With Bicycle User Experience (BUX), I bring attention to the experience people have while riding a bike. While cities are building out bike lanes with good intentions, they unfortunately oftentimes end up as uncomfortable, uninviting places that an everyday person would not ride on.
In this post, I give three practical uses of learning about people's cycling experiences. For cycling and urban mobility practitioners, these are benefits of integrating people-centered design methods into your work:
Why practitioners should consider the human experience
Why does human experience matter for planning and designing for cycling?
1. (To understand) Modal choice Why are people moving through a space with a certain mode of transportation? Studying the human experience can help us understand if this is an environment that everyday people would choose to ride a bike in. 2. (To inform) Street design By examining people's experiences riding a bike, you can conceptualize what triggers certain emotions or elements of the experience, and then begin to understand what makes a pleasant environment to ride a bike in.

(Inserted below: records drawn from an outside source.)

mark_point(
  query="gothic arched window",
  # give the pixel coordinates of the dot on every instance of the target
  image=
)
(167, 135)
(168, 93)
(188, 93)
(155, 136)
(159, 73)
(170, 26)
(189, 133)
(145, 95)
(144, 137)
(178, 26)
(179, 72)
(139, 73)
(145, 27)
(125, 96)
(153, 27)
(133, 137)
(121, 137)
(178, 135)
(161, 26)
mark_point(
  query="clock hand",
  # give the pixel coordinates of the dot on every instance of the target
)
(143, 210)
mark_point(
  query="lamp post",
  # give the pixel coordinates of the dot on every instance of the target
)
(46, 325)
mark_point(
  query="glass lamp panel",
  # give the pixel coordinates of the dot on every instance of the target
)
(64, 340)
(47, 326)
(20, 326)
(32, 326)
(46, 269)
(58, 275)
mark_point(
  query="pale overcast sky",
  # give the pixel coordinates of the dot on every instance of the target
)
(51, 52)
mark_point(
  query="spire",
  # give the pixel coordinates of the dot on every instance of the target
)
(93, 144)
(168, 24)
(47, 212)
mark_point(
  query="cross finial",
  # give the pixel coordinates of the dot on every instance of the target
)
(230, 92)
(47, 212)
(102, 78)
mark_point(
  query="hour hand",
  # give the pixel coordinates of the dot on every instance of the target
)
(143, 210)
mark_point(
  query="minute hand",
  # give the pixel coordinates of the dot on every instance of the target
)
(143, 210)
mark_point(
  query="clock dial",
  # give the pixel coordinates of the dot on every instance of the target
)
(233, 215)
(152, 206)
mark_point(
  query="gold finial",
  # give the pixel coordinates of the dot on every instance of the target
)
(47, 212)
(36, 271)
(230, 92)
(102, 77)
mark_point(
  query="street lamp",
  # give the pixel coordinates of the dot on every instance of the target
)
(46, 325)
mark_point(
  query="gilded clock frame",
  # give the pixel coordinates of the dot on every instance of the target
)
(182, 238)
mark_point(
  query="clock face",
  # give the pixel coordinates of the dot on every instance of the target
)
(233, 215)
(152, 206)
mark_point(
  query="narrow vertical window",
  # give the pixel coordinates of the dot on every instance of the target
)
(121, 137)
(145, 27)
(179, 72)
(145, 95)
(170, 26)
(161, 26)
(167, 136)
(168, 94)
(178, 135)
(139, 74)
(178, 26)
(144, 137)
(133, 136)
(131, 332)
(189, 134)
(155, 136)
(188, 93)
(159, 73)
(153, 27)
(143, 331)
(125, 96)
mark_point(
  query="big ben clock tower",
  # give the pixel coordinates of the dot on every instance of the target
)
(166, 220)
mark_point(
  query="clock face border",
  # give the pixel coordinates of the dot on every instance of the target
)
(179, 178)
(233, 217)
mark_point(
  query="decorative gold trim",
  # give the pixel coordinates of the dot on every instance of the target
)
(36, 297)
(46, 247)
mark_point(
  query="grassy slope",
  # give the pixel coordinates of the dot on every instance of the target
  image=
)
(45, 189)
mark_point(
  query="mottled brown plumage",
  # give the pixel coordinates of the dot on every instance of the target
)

With that knowledge, you can adjust your street designs to be attractive for cycling. 3. (To develop) Communication & marketing The human experience gives you a look inside people's heads. It tells you about people's pain points and what they enjoy. With this, you can craft communication and marketing that speaks to them.
Learning about cycling experience is a multipurpose endeavor. By following a people-centered design process, you can for example progress in each of these three areas concurrently.